Mr. Macron argues the legislation is needed to shore up France’s staunchly secular system but the plan has further stirred up social tensions over the consequences for Europe’s largest Muslim community.
“The enemy of the Republic is a political ideology called radical Islamism, which aims to divide the French among themselves,” Prime Minister Jean Castex told Wednesday’s edition of Le Monde.
He argued that rather than targeting Muslims it aimed to “free Muslims from the growing grip of radical Islamism”.
The legislation will be discussed at a Cabinet meeting at the Elysee Palace with Mr.
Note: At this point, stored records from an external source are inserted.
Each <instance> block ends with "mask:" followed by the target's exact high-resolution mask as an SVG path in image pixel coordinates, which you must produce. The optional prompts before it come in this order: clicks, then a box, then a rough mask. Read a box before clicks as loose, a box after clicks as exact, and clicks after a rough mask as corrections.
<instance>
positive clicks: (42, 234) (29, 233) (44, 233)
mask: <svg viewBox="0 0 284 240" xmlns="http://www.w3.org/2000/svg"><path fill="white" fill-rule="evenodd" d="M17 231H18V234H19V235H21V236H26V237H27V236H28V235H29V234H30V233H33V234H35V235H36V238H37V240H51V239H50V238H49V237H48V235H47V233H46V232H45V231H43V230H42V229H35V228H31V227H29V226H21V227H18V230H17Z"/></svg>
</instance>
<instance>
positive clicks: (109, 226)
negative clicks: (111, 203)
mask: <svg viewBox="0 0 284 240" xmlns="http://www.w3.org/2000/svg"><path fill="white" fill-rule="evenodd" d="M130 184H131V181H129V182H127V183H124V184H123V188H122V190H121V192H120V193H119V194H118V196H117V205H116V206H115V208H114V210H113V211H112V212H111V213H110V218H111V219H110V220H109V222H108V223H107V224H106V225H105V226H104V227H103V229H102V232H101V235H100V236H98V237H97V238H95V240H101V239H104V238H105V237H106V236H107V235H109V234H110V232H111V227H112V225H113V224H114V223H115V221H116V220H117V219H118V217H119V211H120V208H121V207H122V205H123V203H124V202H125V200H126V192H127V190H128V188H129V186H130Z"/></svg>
Castex announcing the outcome in the early afternoon.
But the government’s staunch defence of the foundations of the French state that date back to the French Revolution has caused unease even among allies, with the U.S. envoy on international religious freedom saying he was concerned by the legislation.
“There can be constructive engagements that I think can be helpful and not harmful,” Ambassador Sam Brownback told reporters. “When you get heavy-handed, the situation can get worse,” he said.
The text was originally titled the “anti-separatism” bill, using a term Macron uses to describe ultra-conservative Muslims withdrawing from mainstream society.
Following criticism of that term, it is now called a “draft law to strengthen republican values”, mostly secularism and freedom of expression.